24 avril 2026Koko : la gorille qui a révolutionné la linguistique
Impossible d’aborder ce sujet sans parler de Koko, une femelle gorille née en 1971 au zoo de San Francisco. Sous la direction de la primatologue Francine Patterson, Koko a été initiée dès son plus jeune âge à la langue des signes américaine (ASL).
Les résultats ont été stupéfiants. Au fil des années, Koko a acquis un vocabulaire actif d’environ 1 000 signes, avec une compréhension passive estimée à plus de 2 000 mots en anglais oral. Elle ne reproduisait pas des signes mécaniquement : elle les combinait pour créer de nouvelles expressions et exprimait des émotions complexes comme la tristesse ou la joie.
L’une des anecdotes les plus célèbres reste le moment où Koko a demandé à avoir un chat comme compagnon. Lorsque son chaton est décédé, elle a utilisé la langue des signes pour exprimer sa peine. Cet épisode a profondément marqué la communauté scientifique.
Comment les gorilles apprennent-ils la langue des signes ?
L’enseignement repose sur des méthodes progressives, similaires à celles utilisées avec les jeunes enfants :
- Le modelage manuel : le scientifique guide physiquement les mains du gorille pour reproduire le signe correct
- Le renforcement positif : chaque signe correctement exécuté est récompensé par de la nourriture ou des encouragements
Les gorilles possèdent une dextérité manuelle suffisante pour reproduire de nombreux signes. Ils semblent même développer une utilisation spontanée et créative des signes appris, ce qui rend leur cas particulièrement intéressant pour les linguistes.
Ce que cela nous apprend sur le langage humain
Ces expériences soulèvent des questions fondamentales sur la nature du langage. Parmi les découvertes les plus marquantes avec Koko :
- La conscience de soi : elle utilisait le pronom “moi” de manière cohérente
- Le mensonge : elle a parfois décrit des situations fausses pour éviter des réprimandes
- La créativité lexicale : ne connaissant pas le signe de “bague”, elle l’a décrite comme “bracelet-doigt”
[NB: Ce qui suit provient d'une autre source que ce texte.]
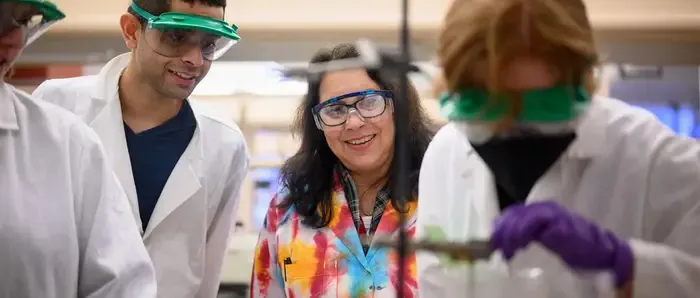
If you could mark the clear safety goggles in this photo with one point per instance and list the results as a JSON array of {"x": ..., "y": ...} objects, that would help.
[
  {"x": 33, "y": 17},
  {"x": 174, "y": 34},
  {"x": 335, "y": 111}
]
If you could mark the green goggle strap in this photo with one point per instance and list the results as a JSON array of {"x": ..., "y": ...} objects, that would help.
[
  {"x": 48, "y": 9},
  {"x": 538, "y": 106},
  {"x": 188, "y": 21}
]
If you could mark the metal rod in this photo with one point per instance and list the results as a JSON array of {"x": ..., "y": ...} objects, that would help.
[{"x": 402, "y": 191}]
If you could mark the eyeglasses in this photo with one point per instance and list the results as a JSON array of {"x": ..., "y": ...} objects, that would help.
[{"x": 334, "y": 112}]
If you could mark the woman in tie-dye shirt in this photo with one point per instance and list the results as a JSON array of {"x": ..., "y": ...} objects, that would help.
[{"x": 337, "y": 190}]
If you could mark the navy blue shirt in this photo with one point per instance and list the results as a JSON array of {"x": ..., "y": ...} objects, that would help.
[{"x": 154, "y": 153}]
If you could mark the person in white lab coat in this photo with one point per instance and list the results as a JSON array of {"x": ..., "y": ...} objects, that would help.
[
  {"x": 181, "y": 170},
  {"x": 530, "y": 160},
  {"x": 65, "y": 225}
]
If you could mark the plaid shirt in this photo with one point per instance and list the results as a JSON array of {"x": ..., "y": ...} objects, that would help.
[{"x": 354, "y": 202}]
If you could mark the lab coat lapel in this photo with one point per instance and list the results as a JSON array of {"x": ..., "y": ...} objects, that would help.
[
  {"x": 109, "y": 125},
  {"x": 389, "y": 226},
  {"x": 343, "y": 226},
  {"x": 183, "y": 183},
  {"x": 481, "y": 193}
]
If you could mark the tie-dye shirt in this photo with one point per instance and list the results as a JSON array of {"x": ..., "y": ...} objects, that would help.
[{"x": 296, "y": 261}]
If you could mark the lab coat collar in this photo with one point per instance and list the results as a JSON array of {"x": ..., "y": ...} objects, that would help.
[
  {"x": 8, "y": 114},
  {"x": 589, "y": 143},
  {"x": 184, "y": 181},
  {"x": 591, "y": 132},
  {"x": 108, "y": 78}
]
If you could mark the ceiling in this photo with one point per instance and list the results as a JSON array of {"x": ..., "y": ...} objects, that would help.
[{"x": 98, "y": 49}]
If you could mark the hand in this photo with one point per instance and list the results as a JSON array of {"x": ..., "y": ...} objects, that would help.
[{"x": 580, "y": 243}]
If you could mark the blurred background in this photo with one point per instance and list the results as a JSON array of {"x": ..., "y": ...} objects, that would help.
[{"x": 651, "y": 50}]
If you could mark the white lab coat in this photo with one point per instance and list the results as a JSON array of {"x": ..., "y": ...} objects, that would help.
[
  {"x": 187, "y": 236},
  {"x": 65, "y": 224},
  {"x": 626, "y": 171}
]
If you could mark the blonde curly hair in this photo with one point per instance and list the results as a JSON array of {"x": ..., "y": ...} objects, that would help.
[{"x": 491, "y": 33}]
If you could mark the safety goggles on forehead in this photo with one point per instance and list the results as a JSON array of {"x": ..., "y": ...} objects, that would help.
[
  {"x": 33, "y": 17},
  {"x": 174, "y": 34},
  {"x": 551, "y": 105},
  {"x": 336, "y": 111}
]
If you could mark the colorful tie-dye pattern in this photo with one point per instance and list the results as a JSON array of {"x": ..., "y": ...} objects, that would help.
[{"x": 328, "y": 262}]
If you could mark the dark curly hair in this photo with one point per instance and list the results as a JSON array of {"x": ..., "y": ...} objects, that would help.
[{"x": 308, "y": 174}]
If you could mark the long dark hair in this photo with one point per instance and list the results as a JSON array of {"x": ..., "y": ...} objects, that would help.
[{"x": 308, "y": 175}]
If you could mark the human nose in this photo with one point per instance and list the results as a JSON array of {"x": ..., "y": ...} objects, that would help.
[
  {"x": 194, "y": 57},
  {"x": 356, "y": 121}
]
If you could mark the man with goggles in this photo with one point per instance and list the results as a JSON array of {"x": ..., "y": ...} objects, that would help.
[
  {"x": 181, "y": 170},
  {"x": 367, "y": 104},
  {"x": 66, "y": 228}
]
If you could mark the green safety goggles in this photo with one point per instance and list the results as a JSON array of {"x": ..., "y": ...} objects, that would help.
[
  {"x": 174, "y": 34},
  {"x": 558, "y": 104},
  {"x": 34, "y": 17}
]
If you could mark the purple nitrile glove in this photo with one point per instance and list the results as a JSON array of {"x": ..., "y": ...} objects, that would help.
[{"x": 580, "y": 243}]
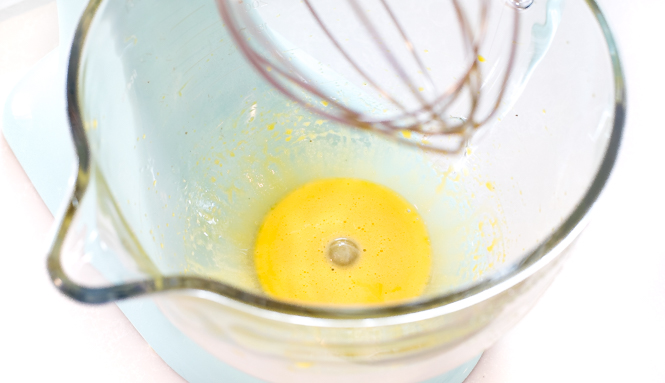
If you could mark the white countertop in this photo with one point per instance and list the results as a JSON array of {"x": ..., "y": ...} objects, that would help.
[{"x": 603, "y": 319}]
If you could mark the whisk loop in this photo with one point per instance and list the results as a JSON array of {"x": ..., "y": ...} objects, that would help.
[{"x": 375, "y": 74}]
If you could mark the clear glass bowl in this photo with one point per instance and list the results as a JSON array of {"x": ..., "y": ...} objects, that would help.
[{"x": 182, "y": 149}]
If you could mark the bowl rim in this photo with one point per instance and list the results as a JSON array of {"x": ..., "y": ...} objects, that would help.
[{"x": 548, "y": 249}]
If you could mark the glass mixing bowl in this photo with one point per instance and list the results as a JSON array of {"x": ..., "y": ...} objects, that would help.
[{"x": 183, "y": 148}]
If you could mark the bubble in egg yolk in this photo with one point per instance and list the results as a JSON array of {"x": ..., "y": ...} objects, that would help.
[{"x": 344, "y": 241}]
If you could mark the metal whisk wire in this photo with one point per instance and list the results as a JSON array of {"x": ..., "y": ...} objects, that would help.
[{"x": 429, "y": 119}]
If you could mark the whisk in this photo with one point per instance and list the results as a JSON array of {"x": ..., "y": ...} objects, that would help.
[{"x": 409, "y": 70}]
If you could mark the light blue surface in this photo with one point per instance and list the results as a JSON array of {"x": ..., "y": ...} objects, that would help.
[{"x": 39, "y": 136}]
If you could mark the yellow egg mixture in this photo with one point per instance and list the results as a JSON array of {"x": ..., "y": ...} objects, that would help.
[{"x": 344, "y": 241}]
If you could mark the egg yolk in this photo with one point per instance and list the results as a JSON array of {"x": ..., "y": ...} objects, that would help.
[{"x": 345, "y": 241}]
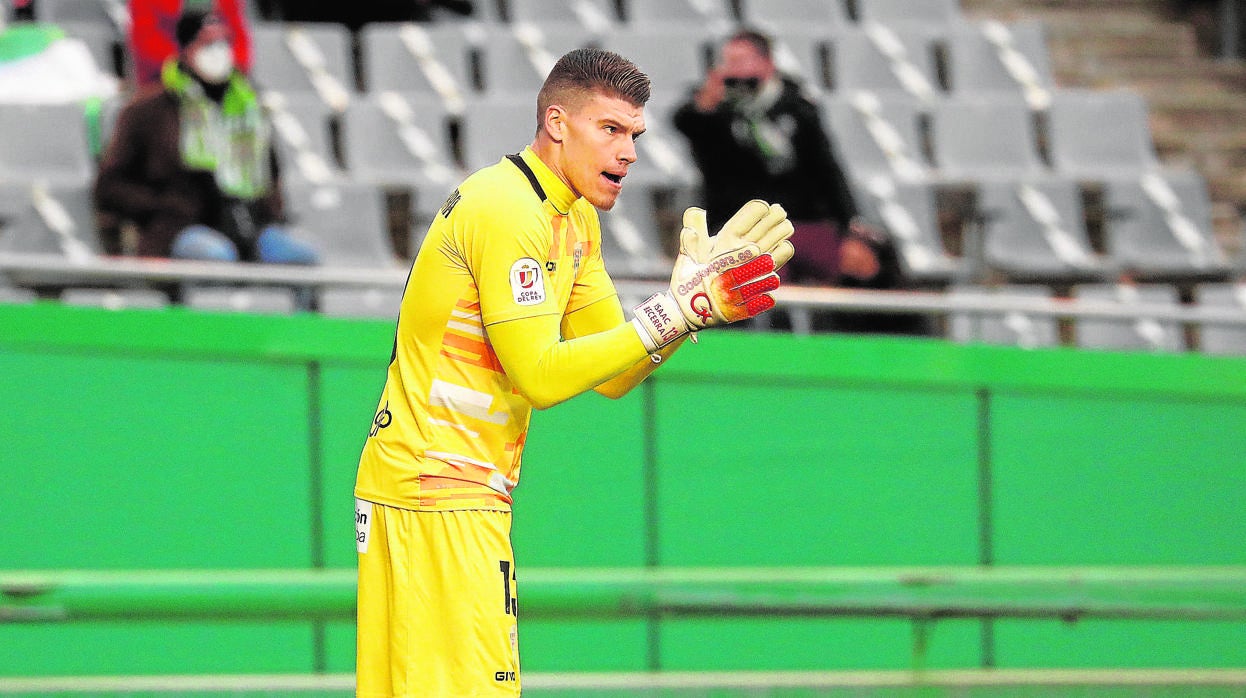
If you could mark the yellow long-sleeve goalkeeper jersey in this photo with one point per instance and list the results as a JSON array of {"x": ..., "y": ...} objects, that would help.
[{"x": 511, "y": 242}]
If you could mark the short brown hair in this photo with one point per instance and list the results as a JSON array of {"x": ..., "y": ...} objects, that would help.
[{"x": 582, "y": 71}]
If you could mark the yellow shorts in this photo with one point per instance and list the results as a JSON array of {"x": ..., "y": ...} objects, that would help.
[{"x": 436, "y": 603}]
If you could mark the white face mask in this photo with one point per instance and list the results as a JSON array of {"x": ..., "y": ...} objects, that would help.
[{"x": 213, "y": 62}]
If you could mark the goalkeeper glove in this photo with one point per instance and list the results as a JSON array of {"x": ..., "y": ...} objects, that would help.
[{"x": 718, "y": 279}]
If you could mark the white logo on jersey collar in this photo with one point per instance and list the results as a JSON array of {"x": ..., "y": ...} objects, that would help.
[{"x": 527, "y": 282}]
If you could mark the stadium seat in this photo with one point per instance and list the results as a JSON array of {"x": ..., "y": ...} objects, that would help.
[
  {"x": 303, "y": 132},
  {"x": 884, "y": 60},
  {"x": 380, "y": 302},
  {"x": 632, "y": 237},
  {"x": 101, "y": 40},
  {"x": 345, "y": 222},
  {"x": 420, "y": 59},
  {"x": 13, "y": 294},
  {"x": 304, "y": 57},
  {"x": 395, "y": 138},
  {"x": 517, "y": 57},
  {"x": 1217, "y": 338},
  {"x": 663, "y": 153},
  {"x": 44, "y": 142},
  {"x": 597, "y": 16},
  {"x": 111, "y": 13},
  {"x": 1012, "y": 328},
  {"x": 925, "y": 15},
  {"x": 669, "y": 57},
  {"x": 49, "y": 219},
  {"x": 241, "y": 299},
  {"x": 908, "y": 213},
  {"x": 784, "y": 16},
  {"x": 1143, "y": 333},
  {"x": 1159, "y": 224},
  {"x": 1036, "y": 229},
  {"x": 994, "y": 57},
  {"x": 492, "y": 129},
  {"x": 876, "y": 136},
  {"x": 978, "y": 138},
  {"x": 700, "y": 19},
  {"x": 115, "y": 298},
  {"x": 1097, "y": 135}
]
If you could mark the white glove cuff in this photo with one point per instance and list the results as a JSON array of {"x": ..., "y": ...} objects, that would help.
[{"x": 658, "y": 322}]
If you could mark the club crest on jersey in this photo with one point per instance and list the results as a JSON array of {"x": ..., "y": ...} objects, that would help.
[{"x": 527, "y": 282}]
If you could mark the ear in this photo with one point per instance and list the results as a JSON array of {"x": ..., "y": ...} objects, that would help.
[{"x": 555, "y": 122}]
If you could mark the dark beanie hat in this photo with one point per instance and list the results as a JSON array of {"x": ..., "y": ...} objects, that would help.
[{"x": 188, "y": 26}]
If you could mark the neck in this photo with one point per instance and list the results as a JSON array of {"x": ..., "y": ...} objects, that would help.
[{"x": 550, "y": 152}]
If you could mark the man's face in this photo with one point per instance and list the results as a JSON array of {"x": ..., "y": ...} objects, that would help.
[
  {"x": 209, "y": 55},
  {"x": 744, "y": 67},
  {"x": 599, "y": 146}
]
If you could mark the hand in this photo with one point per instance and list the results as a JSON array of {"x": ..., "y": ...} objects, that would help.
[{"x": 718, "y": 279}]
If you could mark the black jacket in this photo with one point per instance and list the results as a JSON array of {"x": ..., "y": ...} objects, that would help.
[{"x": 793, "y": 166}]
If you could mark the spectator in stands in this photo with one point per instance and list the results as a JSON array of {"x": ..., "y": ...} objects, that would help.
[
  {"x": 192, "y": 163},
  {"x": 152, "y": 41},
  {"x": 744, "y": 119},
  {"x": 355, "y": 15}
]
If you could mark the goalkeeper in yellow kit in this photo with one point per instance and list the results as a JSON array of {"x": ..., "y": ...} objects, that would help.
[{"x": 507, "y": 308}]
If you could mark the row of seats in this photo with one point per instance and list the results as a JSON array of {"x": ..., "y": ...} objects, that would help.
[
  {"x": 1017, "y": 327},
  {"x": 1141, "y": 333}
]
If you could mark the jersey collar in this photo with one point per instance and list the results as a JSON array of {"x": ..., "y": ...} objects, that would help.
[{"x": 557, "y": 192}]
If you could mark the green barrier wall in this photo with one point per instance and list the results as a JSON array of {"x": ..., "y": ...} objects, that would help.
[{"x": 190, "y": 440}]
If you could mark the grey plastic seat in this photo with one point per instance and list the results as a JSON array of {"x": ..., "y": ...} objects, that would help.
[
  {"x": 1012, "y": 328},
  {"x": 597, "y": 16},
  {"x": 908, "y": 213},
  {"x": 1100, "y": 135},
  {"x": 881, "y": 59},
  {"x": 394, "y": 138},
  {"x": 1160, "y": 226},
  {"x": 303, "y": 133},
  {"x": 418, "y": 57},
  {"x": 304, "y": 57},
  {"x": 1129, "y": 334},
  {"x": 669, "y": 57},
  {"x": 978, "y": 138},
  {"x": 49, "y": 219},
  {"x": 517, "y": 57},
  {"x": 702, "y": 19},
  {"x": 116, "y": 298},
  {"x": 632, "y": 236},
  {"x": 99, "y": 11},
  {"x": 926, "y": 15},
  {"x": 44, "y": 142},
  {"x": 663, "y": 155},
  {"x": 345, "y": 221},
  {"x": 1216, "y": 338},
  {"x": 15, "y": 296},
  {"x": 784, "y": 16},
  {"x": 379, "y": 302},
  {"x": 241, "y": 299},
  {"x": 997, "y": 57},
  {"x": 1036, "y": 229},
  {"x": 876, "y": 136},
  {"x": 492, "y": 129},
  {"x": 101, "y": 40}
]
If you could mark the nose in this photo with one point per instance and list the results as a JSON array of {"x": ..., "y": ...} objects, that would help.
[{"x": 627, "y": 152}]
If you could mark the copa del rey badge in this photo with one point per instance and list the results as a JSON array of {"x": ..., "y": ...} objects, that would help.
[{"x": 527, "y": 283}]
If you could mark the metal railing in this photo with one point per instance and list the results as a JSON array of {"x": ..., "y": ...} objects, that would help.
[{"x": 54, "y": 268}]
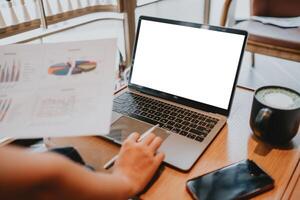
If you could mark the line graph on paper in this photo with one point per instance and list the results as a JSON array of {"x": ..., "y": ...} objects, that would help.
[
  {"x": 5, "y": 104},
  {"x": 10, "y": 72}
]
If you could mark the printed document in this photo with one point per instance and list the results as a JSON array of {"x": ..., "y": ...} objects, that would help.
[{"x": 61, "y": 89}]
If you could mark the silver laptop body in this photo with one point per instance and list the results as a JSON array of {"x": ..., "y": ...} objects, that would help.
[{"x": 171, "y": 60}]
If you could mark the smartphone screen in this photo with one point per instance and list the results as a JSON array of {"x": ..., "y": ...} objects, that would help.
[{"x": 237, "y": 181}]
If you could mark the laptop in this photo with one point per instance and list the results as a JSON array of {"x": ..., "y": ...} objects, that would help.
[{"x": 183, "y": 77}]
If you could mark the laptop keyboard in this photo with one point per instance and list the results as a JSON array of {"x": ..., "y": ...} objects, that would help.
[{"x": 173, "y": 118}]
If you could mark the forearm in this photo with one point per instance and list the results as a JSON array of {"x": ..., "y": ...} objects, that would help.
[
  {"x": 25, "y": 175},
  {"x": 80, "y": 183}
]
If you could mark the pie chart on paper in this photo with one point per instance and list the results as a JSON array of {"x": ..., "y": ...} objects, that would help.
[
  {"x": 59, "y": 69},
  {"x": 83, "y": 66}
]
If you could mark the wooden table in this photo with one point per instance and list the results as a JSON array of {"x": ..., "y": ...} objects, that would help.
[{"x": 234, "y": 143}]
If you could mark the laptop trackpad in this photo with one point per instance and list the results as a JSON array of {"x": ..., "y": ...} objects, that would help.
[
  {"x": 124, "y": 126},
  {"x": 180, "y": 151}
]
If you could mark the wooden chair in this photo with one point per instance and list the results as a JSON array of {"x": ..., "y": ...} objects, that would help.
[
  {"x": 126, "y": 7},
  {"x": 269, "y": 39}
]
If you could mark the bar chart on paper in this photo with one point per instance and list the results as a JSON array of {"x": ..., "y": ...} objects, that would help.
[
  {"x": 5, "y": 104},
  {"x": 10, "y": 72}
]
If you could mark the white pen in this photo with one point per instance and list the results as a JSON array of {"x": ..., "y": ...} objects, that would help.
[{"x": 145, "y": 134}]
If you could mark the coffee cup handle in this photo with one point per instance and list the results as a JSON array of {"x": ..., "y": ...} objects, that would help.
[{"x": 262, "y": 119}]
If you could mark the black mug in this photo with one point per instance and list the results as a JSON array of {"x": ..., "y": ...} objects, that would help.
[{"x": 275, "y": 114}]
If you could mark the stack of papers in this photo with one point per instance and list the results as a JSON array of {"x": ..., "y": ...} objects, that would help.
[{"x": 63, "y": 89}]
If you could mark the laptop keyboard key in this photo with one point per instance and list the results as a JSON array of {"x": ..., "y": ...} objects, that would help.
[
  {"x": 184, "y": 133},
  {"x": 199, "y": 138},
  {"x": 176, "y": 130},
  {"x": 192, "y": 136},
  {"x": 150, "y": 121}
]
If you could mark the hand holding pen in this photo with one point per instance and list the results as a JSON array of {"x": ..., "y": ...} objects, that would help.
[{"x": 138, "y": 160}]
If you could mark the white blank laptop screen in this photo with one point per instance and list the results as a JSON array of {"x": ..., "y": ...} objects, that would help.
[{"x": 193, "y": 63}]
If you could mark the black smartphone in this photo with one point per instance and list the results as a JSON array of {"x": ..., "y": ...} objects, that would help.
[{"x": 240, "y": 180}]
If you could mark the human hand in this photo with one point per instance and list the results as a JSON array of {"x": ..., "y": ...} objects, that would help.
[{"x": 138, "y": 161}]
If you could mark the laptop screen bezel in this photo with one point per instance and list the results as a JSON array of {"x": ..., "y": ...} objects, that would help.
[{"x": 181, "y": 100}]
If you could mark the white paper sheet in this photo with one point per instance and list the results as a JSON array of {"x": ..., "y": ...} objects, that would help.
[
  {"x": 63, "y": 89},
  {"x": 288, "y": 22}
]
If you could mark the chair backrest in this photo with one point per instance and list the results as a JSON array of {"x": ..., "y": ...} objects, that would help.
[{"x": 275, "y": 8}]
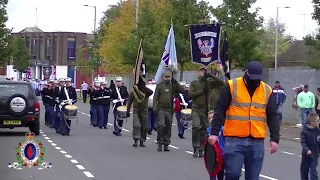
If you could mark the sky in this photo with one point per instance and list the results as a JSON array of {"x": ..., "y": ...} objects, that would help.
[{"x": 72, "y": 16}]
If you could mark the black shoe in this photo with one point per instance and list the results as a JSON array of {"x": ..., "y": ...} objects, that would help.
[
  {"x": 166, "y": 148},
  {"x": 135, "y": 144},
  {"x": 142, "y": 144},
  {"x": 200, "y": 153},
  {"x": 196, "y": 153}
]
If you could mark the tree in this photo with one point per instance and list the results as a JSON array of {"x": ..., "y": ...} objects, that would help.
[
  {"x": 243, "y": 29},
  {"x": 268, "y": 39},
  {"x": 115, "y": 34},
  {"x": 20, "y": 55},
  {"x": 4, "y": 32}
]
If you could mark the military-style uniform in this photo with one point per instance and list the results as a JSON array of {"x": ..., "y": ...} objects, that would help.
[
  {"x": 66, "y": 123},
  {"x": 200, "y": 122},
  {"x": 139, "y": 98},
  {"x": 163, "y": 104},
  {"x": 105, "y": 95},
  {"x": 117, "y": 102}
]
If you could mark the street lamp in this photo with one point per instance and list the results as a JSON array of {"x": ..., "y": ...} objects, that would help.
[
  {"x": 276, "y": 41},
  {"x": 95, "y": 16}
]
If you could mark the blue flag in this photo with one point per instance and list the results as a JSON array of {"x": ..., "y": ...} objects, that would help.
[
  {"x": 205, "y": 41},
  {"x": 169, "y": 60}
]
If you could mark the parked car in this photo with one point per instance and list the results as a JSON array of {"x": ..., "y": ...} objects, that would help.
[{"x": 19, "y": 106}]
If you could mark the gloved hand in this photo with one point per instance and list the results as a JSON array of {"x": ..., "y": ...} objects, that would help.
[{"x": 174, "y": 81}]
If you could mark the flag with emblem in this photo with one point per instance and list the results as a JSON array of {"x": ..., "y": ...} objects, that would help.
[
  {"x": 169, "y": 60},
  {"x": 140, "y": 68}
]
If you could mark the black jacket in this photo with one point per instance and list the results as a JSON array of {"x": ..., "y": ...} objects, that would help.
[
  {"x": 222, "y": 106},
  {"x": 310, "y": 140}
]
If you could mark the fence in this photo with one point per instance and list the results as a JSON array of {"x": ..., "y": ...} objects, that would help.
[{"x": 289, "y": 78}]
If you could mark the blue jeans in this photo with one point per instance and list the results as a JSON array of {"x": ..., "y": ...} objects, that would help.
[
  {"x": 116, "y": 122},
  {"x": 180, "y": 126},
  {"x": 304, "y": 115},
  {"x": 239, "y": 151},
  {"x": 309, "y": 165},
  {"x": 152, "y": 120},
  {"x": 279, "y": 112},
  {"x": 64, "y": 128},
  {"x": 94, "y": 114}
]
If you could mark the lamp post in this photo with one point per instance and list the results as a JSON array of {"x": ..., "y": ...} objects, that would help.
[
  {"x": 276, "y": 41},
  {"x": 95, "y": 16}
]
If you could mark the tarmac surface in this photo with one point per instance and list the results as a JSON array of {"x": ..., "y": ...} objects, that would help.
[{"x": 93, "y": 153}]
Ces observations montrent que certaines capacités cognitives liées au langage ne sont pas strictement humaines.
Les limites et controverses
La recherche n’est pas sans critiques. Certains linguistes évoquent le risque de projection anthropomorphique : les chercheurs, très proches de leurs sujets, pourraient surinterpréter les signes produits. D’autres questionnent si utiliser des signes pour obtenir une récompense constitue une véritable communication symbolique.
Conclusion
L’histoire des gorilles et de la langue des signes demeure l’un des sujets les plus fascinants à l’intersection de la linguistique et de la primatologie. Elle nous invite à reconsidérer les frontières entre le monde humain et animal, et à mieux comprendre ce que signifie vraiment communiquer.